Count the Cost

Each day we make choices and decisions.  What to eat for breakfast, to speed or go the speed limit, to be kind to others, or have a chip on your shoulder?  Every decision that we make comes at a cost.  Sometimes the cost is obvious, we chose to buy a product and it’s lowered the balance of our bank account, we make a business decision that has a tangible financial cost to it.  Yet every one of our decisions comes at a cost.  Treating your co-workers with kindness or with cruelty may inform their perspective of Christians.  Working overtime everyday takes a physical and emotional toll on you as well as friends and family closest to you.  All our choices have an effect on both ourselves as well as those around us.

Have you ever thought about being a follower of Jesus as one of those choices that we have to make?  Jesus talked very bluntly with his followers about this importance choice and its effect on their lives.  Jesus used this analogy, “”For which of you, desiring to build a tower, does not first sit down and count the cost, whether he has enough to complete it?

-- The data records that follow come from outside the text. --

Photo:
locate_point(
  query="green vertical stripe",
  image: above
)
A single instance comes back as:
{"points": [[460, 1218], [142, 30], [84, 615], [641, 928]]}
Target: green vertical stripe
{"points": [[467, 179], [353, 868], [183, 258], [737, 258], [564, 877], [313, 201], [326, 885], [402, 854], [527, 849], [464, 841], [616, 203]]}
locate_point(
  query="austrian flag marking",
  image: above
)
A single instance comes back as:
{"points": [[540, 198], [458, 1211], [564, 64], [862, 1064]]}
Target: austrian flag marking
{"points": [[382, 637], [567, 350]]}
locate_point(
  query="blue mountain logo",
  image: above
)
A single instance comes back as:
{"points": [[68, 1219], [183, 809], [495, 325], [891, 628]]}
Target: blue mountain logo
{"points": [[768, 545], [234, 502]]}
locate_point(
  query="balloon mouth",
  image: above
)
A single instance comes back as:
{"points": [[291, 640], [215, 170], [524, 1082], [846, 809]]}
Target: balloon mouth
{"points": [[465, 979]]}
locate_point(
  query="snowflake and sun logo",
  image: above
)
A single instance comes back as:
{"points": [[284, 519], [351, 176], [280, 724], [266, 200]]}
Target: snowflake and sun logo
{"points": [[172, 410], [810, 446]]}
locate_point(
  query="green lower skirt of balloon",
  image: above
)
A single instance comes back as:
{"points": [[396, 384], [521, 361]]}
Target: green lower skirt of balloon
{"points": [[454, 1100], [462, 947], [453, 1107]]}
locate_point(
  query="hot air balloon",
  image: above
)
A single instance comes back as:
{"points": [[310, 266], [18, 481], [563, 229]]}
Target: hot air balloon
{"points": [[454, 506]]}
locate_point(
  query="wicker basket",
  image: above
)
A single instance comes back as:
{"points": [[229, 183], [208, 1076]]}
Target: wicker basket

Otherwise, when he has laid a foundation and is not able to finish, all who see it begin to mock him.” (Luke 14:28-29, ESV)  Jesus challenge to the disciples is count the cost.  That each of their decisions as a follower of Christ has consequences, and they have better thought through the long term consequences of their actions, not just the immediate ones.

Yet as we read this we often think of the big decisions, buying a home, a car, starting a family and more, but it is not just the big decisions that we need to be thinking about, or as Bishop T.D. Jakes puts it, “The costliest decision that you ever make for your business, church, or family may the decision that you chose not to make.”  Perhaps the most costly decision with investing money would be not selling a stock off and keeping things just as they were, and losing thousands.  You notice your lifestyle is leading to weigh gain, but changing would be so hard so you don’t, until you gain 40 pounds, and find out the cost of losing those 40 pounds.

As follower of Christ we are regularly asked to make decisions, some for change, and some to keep things the same.  Jesus reminder in this passage is that as we weigh decisions that we need to count the cost.  To change nothing comes at a cost, sometimes even higher than to change everything with weigh loss, investments, and our faith and church.  As we continue to seek the Spirit’s leading for our work and ministry this is a central question that we each need to wrestle with.  What is the cost of this?  How does this affect others at church, in my family, and at work?  Jesus call here is that mature and responsible disciples make sure they understand the consequences of their choices before they are made.  Because sometimes the costliest, most painful decision that causes the most loss, is the decision to do and change nothing, to remain on the same path.